Hershberger: The inevitability of the designated hitter

From SABR member Richard Hershberger at Ordinary Times on June 9, 2015:

I fully expect to see the National League adopt the designated hitter (DH) rule within my lifetime, and I am no longer young. This prediction brings me no joy. I have been a National League guy most of my life, and prefer the traditional rule of the pitcher batting. I am not writing, however, to argue this. You either know the arguments by heart by now, or don’t care. My subject is why the rule has become inevitable.

The DH was introduced to the American League in 1973 in response to a period of historically low offense. The idea was to remove the worst hitter from the lineup and put in some guy who can actually swing a bat. This was a valid point, but irrelevant to later discussions. The National League worked things out without the DH, and level of offense has nothing to do with the subsequent and continuing spread of the rule.

Peter Ueberroth, coming off successfully organizing the Los Angeles Olympic games, was made Commissioner of Baseball in 1984. One of this goals was to reunify the rules.

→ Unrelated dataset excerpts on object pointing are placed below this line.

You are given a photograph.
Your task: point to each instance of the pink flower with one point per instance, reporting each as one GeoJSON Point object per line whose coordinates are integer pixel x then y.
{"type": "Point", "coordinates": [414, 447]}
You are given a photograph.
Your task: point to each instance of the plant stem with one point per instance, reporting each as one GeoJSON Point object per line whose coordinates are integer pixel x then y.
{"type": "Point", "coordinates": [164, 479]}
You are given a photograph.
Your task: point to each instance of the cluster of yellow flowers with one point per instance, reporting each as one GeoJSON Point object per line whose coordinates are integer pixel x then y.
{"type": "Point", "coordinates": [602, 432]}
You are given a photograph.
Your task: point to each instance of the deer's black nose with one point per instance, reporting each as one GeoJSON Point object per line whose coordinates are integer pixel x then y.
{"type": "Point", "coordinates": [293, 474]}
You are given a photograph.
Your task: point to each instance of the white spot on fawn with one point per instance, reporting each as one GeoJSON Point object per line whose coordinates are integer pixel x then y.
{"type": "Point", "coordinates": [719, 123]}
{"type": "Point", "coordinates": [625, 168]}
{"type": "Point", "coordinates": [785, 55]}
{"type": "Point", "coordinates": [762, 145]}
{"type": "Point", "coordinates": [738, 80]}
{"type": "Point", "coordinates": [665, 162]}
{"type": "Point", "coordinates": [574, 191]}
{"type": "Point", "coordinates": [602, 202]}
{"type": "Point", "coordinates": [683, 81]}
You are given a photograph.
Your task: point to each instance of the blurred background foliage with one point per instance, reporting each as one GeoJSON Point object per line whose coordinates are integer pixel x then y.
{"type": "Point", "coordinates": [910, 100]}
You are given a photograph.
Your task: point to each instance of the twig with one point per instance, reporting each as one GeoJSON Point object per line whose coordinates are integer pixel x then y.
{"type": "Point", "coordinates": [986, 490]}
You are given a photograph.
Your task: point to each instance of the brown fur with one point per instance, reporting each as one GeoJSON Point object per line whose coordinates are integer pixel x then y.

This went nowhere with the owners, and the idea was quietly dropped. The discussion stands out today in that it was open about which way the rules would go. Ueberroth was agnostic about whether the DH should be adopted by the NL or abandoned by the AL. It was possible in 1984 to think of the DH as an experiment that had been given a fair chance, but which had run its course. This is inconceivable today. No one seriously, and few even frivolously, would suggest that the AL abandon the DH. What has changed?